La clase trabajadora como víctima silenciosa
La clase trabajadora, residente mayoritaria en los barrios populares donde se concentran los homicidios, es la gran perdedora de esta debacle. La inseguridad, lejos de ceder, se ha enquistado como un factor más de precarización de la vida. La derecha, que con su retórica “manodurista” pretendía captar el voto de quienes sufren la violencia, se encuentra ahora con una realidad incómoda: las cifras de crímenes no solo no bajan, sino que aumentan respecto al gobierno anterior, mientras se recortan los recursos para combatirlos y se exhibe una conducción errática.

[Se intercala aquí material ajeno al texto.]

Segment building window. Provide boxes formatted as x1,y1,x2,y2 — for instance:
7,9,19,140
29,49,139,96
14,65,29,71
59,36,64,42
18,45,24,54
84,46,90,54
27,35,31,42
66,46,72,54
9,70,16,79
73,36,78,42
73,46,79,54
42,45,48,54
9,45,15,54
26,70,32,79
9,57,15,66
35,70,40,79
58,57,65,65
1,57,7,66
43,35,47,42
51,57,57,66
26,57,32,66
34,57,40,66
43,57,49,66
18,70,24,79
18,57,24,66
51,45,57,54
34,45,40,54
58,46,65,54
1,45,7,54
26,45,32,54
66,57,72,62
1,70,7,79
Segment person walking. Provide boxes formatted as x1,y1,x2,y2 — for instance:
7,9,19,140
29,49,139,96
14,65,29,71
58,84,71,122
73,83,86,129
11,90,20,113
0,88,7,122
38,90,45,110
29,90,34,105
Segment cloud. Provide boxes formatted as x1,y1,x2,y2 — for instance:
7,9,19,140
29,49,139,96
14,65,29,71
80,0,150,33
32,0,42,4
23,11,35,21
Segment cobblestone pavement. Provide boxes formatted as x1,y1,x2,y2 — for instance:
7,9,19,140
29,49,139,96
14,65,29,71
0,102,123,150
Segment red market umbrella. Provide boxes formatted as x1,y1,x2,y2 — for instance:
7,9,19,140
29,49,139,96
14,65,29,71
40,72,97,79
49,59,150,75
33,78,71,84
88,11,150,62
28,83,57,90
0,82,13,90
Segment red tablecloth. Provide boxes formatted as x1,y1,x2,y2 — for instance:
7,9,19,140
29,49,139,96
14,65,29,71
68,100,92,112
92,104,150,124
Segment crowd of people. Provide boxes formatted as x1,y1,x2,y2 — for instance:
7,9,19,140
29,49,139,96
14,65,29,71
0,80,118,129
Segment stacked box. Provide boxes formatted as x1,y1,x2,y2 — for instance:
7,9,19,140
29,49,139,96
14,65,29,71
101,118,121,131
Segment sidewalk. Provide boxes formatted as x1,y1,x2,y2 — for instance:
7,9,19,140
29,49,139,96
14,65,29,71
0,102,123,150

El Presidente Kast, en su defensa, ha optado por una estrategia de negación y culpabilización al gobierno anterior, a quien acusó de haber dejado el país “destruido en temas de seguridad” y de haber provocado un “desastre” en la gestión pública. Sin embargo, las cifras del ECOH de la Fiscalía son independientes de la voluntad del gobierno y reflejan una tendencia objetiva: en términos de crimen organizado, la situación ha empeorado desde que él asumió.
Mientras tanto, los barrios humildes de Santiago siguen siendo testigos de crímenes violentos que demuestran que el “gobierno de la seguridad” es, hasta ahora, un espejismo. La clase trabajadora paga el costo de la improvisación y de un ajuste fiscal que castiga a las policías, mientras el gobierno se debate en escándalos menores y batallas discursivas con la oposición.